Kurdish Refugee Camps in Iraq

This post was submitted by photographer Jon Vidar

I have photographed the Kurdish people of Southeast Turkey for four consecutive summers, and in 2008 crossed the border into Northern Iraq for the first time. Almost immediately I met a young Kurdish man from Syria working at a local rest stop. He told us about the mass riots which resulted in the deaths of dozen of Kurds in Syria. These riots had caused his family to flee their home to the refugee camp where they had spent the last four years.

My fixer and I decided to visit these people in the Moqoble refugee camp outside of Dohuk. What we found was a forgotten people encamped in tents provided by the United Nations High Commissioner for Refugees (UNHCR) that were meant to be only temporary. Women were waiting anxiously for a truck to deliver fresh food. Yet the Kurdish colors still hung high and the people were quick to invite us into their humble homes to offer us water—which we were afraid to drink.

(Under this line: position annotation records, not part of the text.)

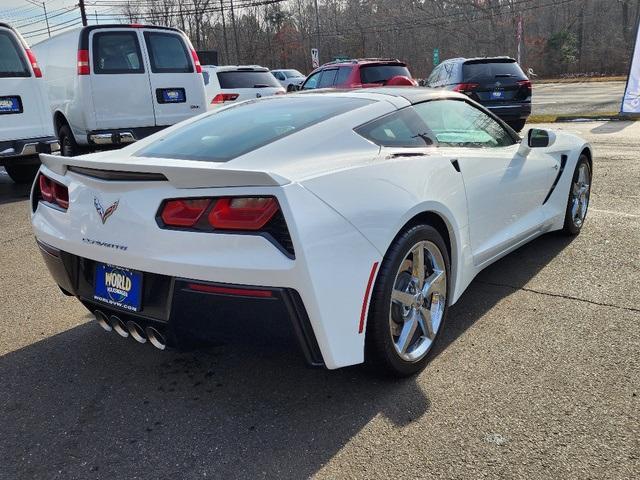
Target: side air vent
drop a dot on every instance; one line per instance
(118, 176)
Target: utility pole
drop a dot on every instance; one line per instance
(83, 14)
(317, 30)
(46, 18)
(224, 34)
(235, 32)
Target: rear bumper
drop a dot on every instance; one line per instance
(28, 147)
(520, 111)
(184, 310)
(120, 136)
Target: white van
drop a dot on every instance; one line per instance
(110, 85)
(234, 83)
(25, 124)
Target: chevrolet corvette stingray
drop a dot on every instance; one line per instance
(355, 218)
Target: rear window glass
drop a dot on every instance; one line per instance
(167, 53)
(382, 73)
(116, 52)
(232, 132)
(12, 63)
(491, 71)
(247, 79)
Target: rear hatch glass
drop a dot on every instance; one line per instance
(167, 53)
(247, 79)
(497, 81)
(235, 131)
(12, 62)
(382, 73)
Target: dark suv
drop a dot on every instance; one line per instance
(359, 73)
(498, 83)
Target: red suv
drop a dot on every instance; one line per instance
(359, 73)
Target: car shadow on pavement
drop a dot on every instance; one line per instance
(10, 191)
(87, 404)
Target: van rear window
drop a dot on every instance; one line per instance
(12, 62)
(116, 52)
(247, 79)
(167, 53)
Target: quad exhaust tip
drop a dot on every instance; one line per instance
(103, 321)
(156, 338)
(136, 332)
(119, 326)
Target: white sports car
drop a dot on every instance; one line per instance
(358, 216)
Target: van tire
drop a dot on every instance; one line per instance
(22, 174)
(68, 145)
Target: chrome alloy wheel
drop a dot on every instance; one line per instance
(580, 190)
(418, 301)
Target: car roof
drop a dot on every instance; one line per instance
(412, 94)
(238, 68)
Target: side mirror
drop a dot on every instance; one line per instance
(539, 138)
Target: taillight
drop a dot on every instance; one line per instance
(465, 87)
(224, 97)
(196, 61)
(53, 192)
(250, 213)
(525, 83)
(258, 215)
(83, 62)
(34, 63)
(183, 213)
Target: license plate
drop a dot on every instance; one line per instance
(119, 287)
(172, 95)
(10, 105)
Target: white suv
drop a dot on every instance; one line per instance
(25, 124)
(232, 83)
(110, 85)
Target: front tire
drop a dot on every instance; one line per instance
(22, 174)
(579, 194)
(409, 302)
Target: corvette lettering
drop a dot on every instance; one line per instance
(100, 243)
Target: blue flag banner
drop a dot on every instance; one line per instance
(631, 99)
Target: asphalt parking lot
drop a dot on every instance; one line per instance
(537, 376)
(577, 98)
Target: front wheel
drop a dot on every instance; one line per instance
(409, 302)
(22, 174)
(579, 194)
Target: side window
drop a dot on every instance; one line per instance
(167, 53)
(116, 52)
(399, 129)
(343, 75)
(328, 78)
(456, 123)
(312, 81)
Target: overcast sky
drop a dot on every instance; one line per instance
(30, 22)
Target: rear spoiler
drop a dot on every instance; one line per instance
(192, 174)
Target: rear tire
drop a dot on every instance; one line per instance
(68, 145)
(579, 194)
(22, 174)
(401, 331)
(517, 125)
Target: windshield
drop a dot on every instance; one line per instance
(382, 73)
(232, 132)
(247, 79)
(11, 61)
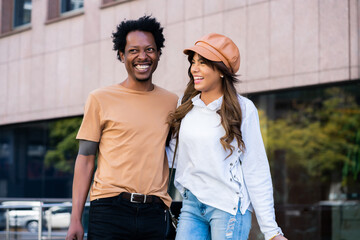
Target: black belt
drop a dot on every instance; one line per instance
(140, 198)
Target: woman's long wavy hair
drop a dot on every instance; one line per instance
(230, 111)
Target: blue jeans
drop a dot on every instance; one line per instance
(202, 222)
(116, 219)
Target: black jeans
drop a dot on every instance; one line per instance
(115, 218)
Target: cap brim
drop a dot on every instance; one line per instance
(203, 52)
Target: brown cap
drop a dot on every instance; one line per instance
(217, 48)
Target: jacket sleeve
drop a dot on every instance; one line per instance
(257, 173)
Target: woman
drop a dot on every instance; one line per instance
(222, 170)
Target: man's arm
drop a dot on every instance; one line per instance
(84, 168)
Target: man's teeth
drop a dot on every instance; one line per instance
(142, 67)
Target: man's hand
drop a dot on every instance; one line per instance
(279, 237)
(76, 231)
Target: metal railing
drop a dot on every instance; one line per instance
(36, 214)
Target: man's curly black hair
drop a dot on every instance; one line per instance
(145, 24)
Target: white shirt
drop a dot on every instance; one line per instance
(202, 165)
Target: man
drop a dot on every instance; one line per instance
(127, 123)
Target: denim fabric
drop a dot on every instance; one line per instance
(202, 222)
(115, 218)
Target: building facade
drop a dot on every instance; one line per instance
(299, 64)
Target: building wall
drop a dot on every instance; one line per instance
(47, 71)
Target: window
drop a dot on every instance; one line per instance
(37, 158)
(15, 14)
(22, 12)
(71, 5)
(58, 8)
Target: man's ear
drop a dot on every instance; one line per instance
(121, 56)
(159, 54)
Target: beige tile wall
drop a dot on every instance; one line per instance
(48, 71)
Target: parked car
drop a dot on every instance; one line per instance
(58, 217)
(23, 214)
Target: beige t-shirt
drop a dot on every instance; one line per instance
(131, 128)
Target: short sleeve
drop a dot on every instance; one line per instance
(91, 128)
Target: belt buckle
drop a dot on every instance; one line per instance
(137, 194)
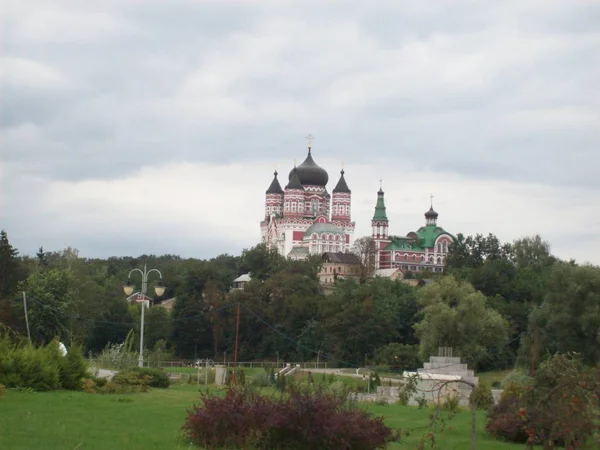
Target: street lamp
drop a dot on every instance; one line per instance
(159, 289)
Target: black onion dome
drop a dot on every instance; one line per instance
(294, 180)
(342, 186)
(309, 173)
(275, 187)
(431, 214)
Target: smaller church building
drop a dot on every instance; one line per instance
(424, 249)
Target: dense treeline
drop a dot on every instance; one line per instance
(497, 305)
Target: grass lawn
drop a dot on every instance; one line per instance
(76, 420)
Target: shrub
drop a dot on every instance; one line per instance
(39, 369)
(559, 409)
(451, 403)
(138, 376)
(73, 369)
(482, 396)
(117, 357)
(301, 420)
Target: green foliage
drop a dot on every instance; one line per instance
(482, 396)
(73, 369)
(451, 403)
(53, 302)
(568, 320)
(118, 356)
(140, 376)
(560, 408)
(40, 369)
(456, 315)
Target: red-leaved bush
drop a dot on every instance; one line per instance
(303, 420)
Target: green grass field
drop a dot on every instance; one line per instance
(76, 420)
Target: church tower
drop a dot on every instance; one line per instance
(380, 222)
(274, 198)
(341, 201)
(379, 233)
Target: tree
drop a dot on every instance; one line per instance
(532, 252)
(42, 258)
(569, 318)
(261, 262)
(53, 302)
(10, 274)
(366, 250)
(9, 267)
(456, 315)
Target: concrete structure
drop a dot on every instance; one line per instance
(338, 265)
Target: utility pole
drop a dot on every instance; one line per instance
(534, 350)
(237, 336)
(26, 317)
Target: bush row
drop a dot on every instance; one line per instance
(245, 419)
(40, 369)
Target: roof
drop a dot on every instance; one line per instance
(340, 258)
(298, 252)
(275, 187)
(386, 273)
(431, 213)
(309, 173)
(294, 181)
(401, 243)
(428, 235)
(342, 186)
(245, 277)
(320, 228)
(380, 207)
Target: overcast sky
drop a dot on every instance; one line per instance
(132, 127)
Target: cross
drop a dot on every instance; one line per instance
(310, 139)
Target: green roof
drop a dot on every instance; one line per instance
(426, 239)
(380, 207)
(320, 228)
(428, 234)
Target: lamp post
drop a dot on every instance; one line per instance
(159, 289)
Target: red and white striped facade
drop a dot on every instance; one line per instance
(307, 221)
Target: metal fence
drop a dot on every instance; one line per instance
(249, 364)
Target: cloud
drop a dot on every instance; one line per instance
(195, 209)
(495, 96)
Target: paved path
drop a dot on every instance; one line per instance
(103, 373)
(357, 373)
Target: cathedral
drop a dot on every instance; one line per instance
(303, 218)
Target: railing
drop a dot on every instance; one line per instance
(249, 364)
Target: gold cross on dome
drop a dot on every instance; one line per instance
(309, 140)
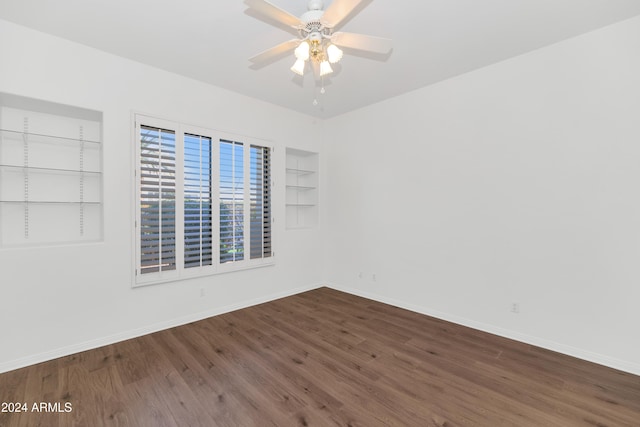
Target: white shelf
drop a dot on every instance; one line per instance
(301, 189)
(50, 173)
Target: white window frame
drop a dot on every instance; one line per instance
(216, 136)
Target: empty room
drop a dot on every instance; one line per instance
(319, 213)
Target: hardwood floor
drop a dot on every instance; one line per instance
(321, 358)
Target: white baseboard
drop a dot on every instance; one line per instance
(622, 365)
(111, 339)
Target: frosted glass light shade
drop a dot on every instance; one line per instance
(325, 68)
(334, 53)
(298, 67)
(302, 51)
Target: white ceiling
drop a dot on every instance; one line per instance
(211, 40)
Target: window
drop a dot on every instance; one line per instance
(203, 202)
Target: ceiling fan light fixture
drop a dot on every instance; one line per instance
(334, 53)
(325, 68)
(302, 51)
(298, 67)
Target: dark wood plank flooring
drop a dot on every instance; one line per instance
(321, 358)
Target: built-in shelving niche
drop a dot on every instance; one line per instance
(50, 173)
(301, 188)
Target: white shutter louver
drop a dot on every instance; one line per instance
(231, 201)
(157, 200)
(260, 194)
(198, 214)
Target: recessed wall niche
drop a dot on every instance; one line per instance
(50, 173)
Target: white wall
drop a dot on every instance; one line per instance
(57, 300)
(519, 182)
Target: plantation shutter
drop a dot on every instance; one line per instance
(198, 213)
(231, 201)
(260, 210)
(157, 200)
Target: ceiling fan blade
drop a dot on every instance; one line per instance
(274, 12)
(339, 11)
(362, 42)
(275, 52)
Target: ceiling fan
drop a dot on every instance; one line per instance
(317, 42)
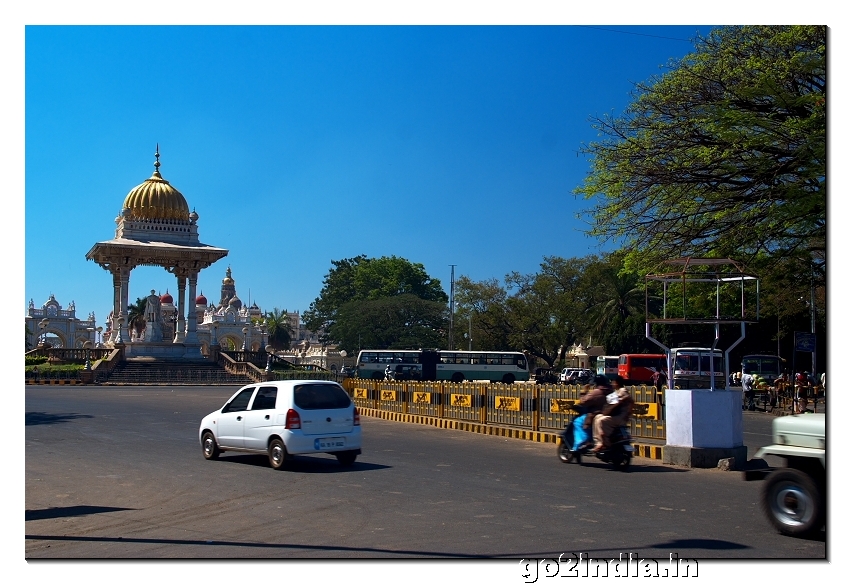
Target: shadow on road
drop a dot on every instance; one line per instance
(309, 550)
(40, 418)
(634, 468)
(700, 543)
(67, 511)
(302, 464)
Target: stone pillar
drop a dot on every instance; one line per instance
(191, 337)
(116, 304)
(181, 310)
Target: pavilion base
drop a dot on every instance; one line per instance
(703, 457)
(704, 427)
(164, 350)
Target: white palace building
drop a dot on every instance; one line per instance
(155, 227)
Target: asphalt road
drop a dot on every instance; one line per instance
(117, 472)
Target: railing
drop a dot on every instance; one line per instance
(253, 356)
(535, 407)
(243, 367)
(178, 377)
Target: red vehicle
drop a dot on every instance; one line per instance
(637, 369)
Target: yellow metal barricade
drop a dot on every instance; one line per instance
(555, 403)
(424, 398)
(462, 401)
(510, 404)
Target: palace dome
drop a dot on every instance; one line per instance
(155, 198)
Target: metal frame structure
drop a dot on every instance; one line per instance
(720, 272)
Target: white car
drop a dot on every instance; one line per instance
(285, 418)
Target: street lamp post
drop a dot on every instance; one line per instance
(87, 346)
(269, 351)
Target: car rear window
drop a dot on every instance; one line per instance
(321, 396)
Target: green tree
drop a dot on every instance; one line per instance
(549, 310)
(379, 303)
(721, 156)
(279, 328)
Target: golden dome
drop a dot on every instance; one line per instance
(155, 198)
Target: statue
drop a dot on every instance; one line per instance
(153, 319)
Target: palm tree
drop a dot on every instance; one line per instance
(136, 315)
(280, 328)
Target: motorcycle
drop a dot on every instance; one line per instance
(619, 454)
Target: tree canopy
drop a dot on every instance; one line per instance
(724, 155)
(386, 302)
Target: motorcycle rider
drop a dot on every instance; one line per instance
(594, 402)
(616, 413)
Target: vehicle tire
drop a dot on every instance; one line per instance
(346, 458)
(277, 453)
(793, 502)
(210, 447)
(564, 453)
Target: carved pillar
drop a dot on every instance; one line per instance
(192, 322)
(116, 304)
(181, 310)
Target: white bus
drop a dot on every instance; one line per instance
(766, 366)
(444, 365)
(692, 368)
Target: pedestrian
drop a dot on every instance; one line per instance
(747, 382)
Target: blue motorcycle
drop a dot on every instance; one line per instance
(575, 441)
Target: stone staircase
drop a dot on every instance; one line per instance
(148, 371)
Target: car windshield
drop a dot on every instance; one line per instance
(321, 396)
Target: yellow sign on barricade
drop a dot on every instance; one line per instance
(645, 410)
(507, 403)
(561, 405)
(459, 400)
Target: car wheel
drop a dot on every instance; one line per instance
(793, 502)
(277, 453)
(210, 447)
(346, 458)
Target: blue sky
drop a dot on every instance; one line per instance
(299, 145)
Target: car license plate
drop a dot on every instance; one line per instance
(323, 443)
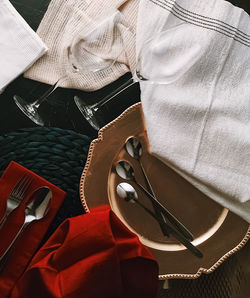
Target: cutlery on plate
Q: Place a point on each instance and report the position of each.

Since I did not yet have the paperwork required to photograph within the perimeters of the Kurdish Regional Government, I was not able to stay long. However, the security guard on-duty turned his back for five minutes, solely because he believed that the story of these people needed to be told.

The refugees’ living conditions that I witnessed in Moqoble have remained etched in my mind. Having spent so much time working in the Kurdish region of Turkey and Iraq, I find myself deeply connected with the people. I wasn't able to return to the camp last summer because I was on my way to Sulaimaniyah, Iraq, to run a multimedia training pilot program for the nonprofit Tiziano Project. I do plan to go back to the region this summer and revisit the Moqoble camp, as well as some of the other Kurdish refugee camps in operation in Northern Iraq, to try to make a difference for the residents by telling the story of these forgotten people.

According to a UNHCR report published in 2008, over 2.4 million displaced people currently live in Iraq—the largest urban refugee situation that the organization has ever encountered. UNHCR supports 42,354 of these individuals. Of this, almost 16,000 are Turkish Kurds, 11,000 are Iranians of mixed Kurdish and Arab decent, and about 600 are Syrian Kurds. Kurdish refugees make up almost 65% of all refugees currently living in the country of Iraq.